How Laser Cutting Works
Just laser cutting is having gas, mixtures of gases excited enough electronically, that emits a light beam that basically just cuts the material, it evaporates the material. To the best of my abilities laser cutting is generated by a power supply that creates a laser beam which is, basically like Neil said, light mixed with an inert gas and pressurized to cut through the material, whatever that material might be.
We focus more on just metals at PCI but it can be used to cut plastics, woods, papers, glass all different sorts of things. The gas is inside the laser cutter, it is not actually getting blown through the material, what is getting blown through the material is your assist gas which helps get the materials out the way, which is either oxygen, nitrogen or argon.
Risks of Laser Cutting
There is risk with laser cutting, you know the beam could reflect off of something and potentially bounce through an area that you are not intending for that laser beam to bounce through.
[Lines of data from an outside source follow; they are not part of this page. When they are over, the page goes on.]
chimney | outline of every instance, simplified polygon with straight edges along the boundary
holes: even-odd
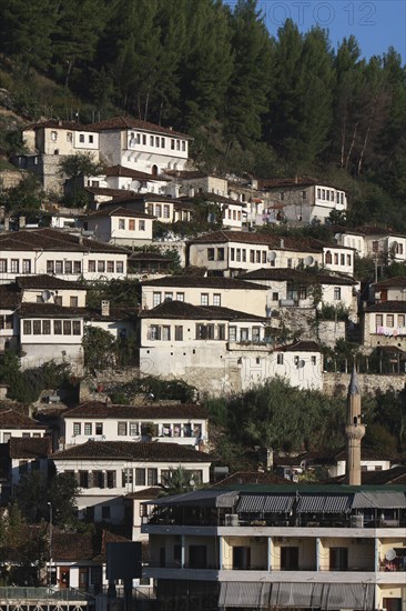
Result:
[[[102,299],[101,314],[102,314],[102,317],[109,317],[110,315],[110,301],[108,301],[106,299]]]
[[[355,364],[351,377],[347,394],[347,424],[345,483],[361,485],[361,440],[365,435],[365,424],[362,424],[361,390]]]

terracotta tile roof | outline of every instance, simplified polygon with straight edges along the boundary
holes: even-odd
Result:
[[[229,321],[258,321],[263,322],[264,317],[221,308],[216,306],[192,306],[185,301],[164,301],[152,310],[142,310],[140,318],[164,318],[184,320],[229,320]]]
[[[406,312],[406,301],[380,301],[365,308],[364,312]]]
[[[12,437],[9,441],[11,459],[48,458],[51,451],[51,438],[22,438]]]
[[[88,441],[72,445],[52,455],[58,460],[78,459],[141,460],[143,462],[212,462],[213,457],[197,452],[189,445],[180,443],[160,443],[142,441]]]
[[[274,250],[292,250],[298,252],[323,252],[325,244],[313,238],[292,238],[273,236],[270,233],[258,233],[254,231],[214,231],[213,233],[206,233],[200,238],[194,238],[190,240],[190,244],[194,243],[227,243],[227,242],[240,242],[245,244],[262,244],[267,246],[270,249]],[[333,244],[332,244],[333,248]],[[336,247],[337,248],[337,247]],[[343,248],[343,247],[339,247]]]
[[[89,212],[89,214],[83,214],[82,219],[94,219],[103,217],[132,217],[135,219],[154,219],[152,214],[145,214],[145,212],[139,212],[138,210],[131,210],[130,208],[116,207],[109,210],[100,208],[94,212]]]
[[[0,429],[40,429],[43,431],[45,428],[23,413],[11,408],[0,407]]]
[[[0,309],[13,310],[20,303],[21,293],[14,282],[0,284]]]
[[[155,420],[161,418],[207,419],[207,411],[196,403],[145,405],[106,405],[101,401],[87,401],[63,413],[63,418],[105,418],[105,419],[140,419]]]
[[[354,278],[347,276],[334,276],[328,273],[314,273],[313,271],[296,270],[293,268],[261,268],[258,270],[247,271],[238,276],[242,280],[276,280],[301,282],[303,284],[356,284]]]
[[[0,250],[126,253],[122,248],[48,228],[0,233]]]
[[[41,273],[38,276],[18,276],[16,283],[21,289],[74,289],[85,291],[85,287],[80,282],[62,280],[57,276]]]
[[[319,345],[315,341],[297,341],[287,345],[278,345],[275,352],[319,352]]]
[[[112,166],[103,170],[104,176],[106,177],[125,177],[125,178],[135,178],[139,180],[151,180],[153,182],[163,181],[170,182],[170,178],[161,178],[154,174],[149,174],[148,172],[140,172],[139,170],[133,170],[132,168],[125,168],[124,166]]]
[[[221,480],[210,488],[229,488],[229,487],[235,487],[237,488],[238,484],[268,484],[268,483],[283,483],[283,484],[293,484],[294,482],[291,482],[288,480],[285,480],[285,478],[280,478],[278,475],[275,475],[274,473],[262,473],[260,471],[237,471],[236,473],[232,473],[227,478],[224,478],[224,480]]]
[[[88,126],[89,130],[92,131],[105,131],[105,130],[140,130],[140,131],[151,131],[154,133],[164,133],[166,136],[179,136],[187,140],[193,140],[191,136],[181,133],[180,131],[174,131],[171,128],[163,128],[162,126],[156,126],[155,123],[150,123],[149,121],[141,121],[141,119],[133,119],[132,117],[114,117],[113,119],[106,119],[105,121],[99,121],[98,123],[92,123]]]
[[[144,488],[144,490],[139,490],[139,492],[130,492],[130,494],[125,495],[125,499],[149,501],[158,499],[160,492],[162,492],[162,488]]]
[[[204,289],[243,289],[246,291],[266,291],[267,287],[256,284],[254,282],[246,282],[238,278],[225,278],[225,277],[196,277],[196,276],[166,276],[165,278],[158,278],[154,280],[145,280],[142,287],[184,287],[184,288],[204,288]]]
[[[380,280],[380,282],[374,284],[375,289],[386,289],[390,287],[406,287],[406,276],[395,276],[394,278]]]
[[[30,123],[24,128],[24,130],[29,129],[43,129],[43,128],[51,128],[51,129],[65,129],[70,131],[95,131],[90,129],[90,126],[81,126],[80,123],[74,123],[73,121],[59,121],[57,119],[51,119],[49,121],[42,121],[38,123]]]

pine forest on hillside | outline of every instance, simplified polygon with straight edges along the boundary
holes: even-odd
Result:
[[[24,120],[119,113],[194,137],[209,171],[308,173],[351,200],[347,222],[406,230],[406,70],[393,48],[287,20],[255,0],[0,0],[0,88]],[[0,126],[1,129],[1,126]],[[0,133],[13,152],[17,139]]]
As far as it blowing up, the gases that we use, the only thing that is combustible could be the oxygen. So if there would ever be an oxygen leak, there is some risk with that but the nitrogen, the argon those are non-flammable gases, so they are less likely to actually blow up as you say other than if we are using oxygen or have a serious oxygen problem.
The reason the laser is moving is, it is actually cutting the geometry of the part, the axes on the machine are moving to take the form of that part that it is cutting. The sparks are basically the material being cut away so they are being basically evaporated to that’s why you see the sparks. The standard sheet size we have for the 11 different lasers that we have range from 4 by 8 sheets, up unto our largest bed is actually a 5 by 10 sheet capacity. We can use smaller materials than that but those are our max sizes, so in 4 of our machine we can use up to a 4 by 8 and the other machines I think they can cut up to 5 by 10. Anything smaller than that is perfectly ok it is just those are the max sizes.
Speed of Cutting
The speed of it cutting depends on the type of material that you are cutting, the thickness of the material that you are cutting. Thin parts you can cut up to 5,6,700 inches a minute, when you are getting into the thicker materials you are not cutting anywhere near that fast. Right now currently to PCI we have 2 different types of machines, we have CO2 based machines and we also have fibre optic machines.
Those 2 different machines vary, the fibre optic is a newer technology to the market, so it is becoming more prevalent in certain areas for the last 5 years or so, it has really come on strong in the last 2 years, 2 or 3 years especially domestically in the United States, those are the 2 options we have here at PCI.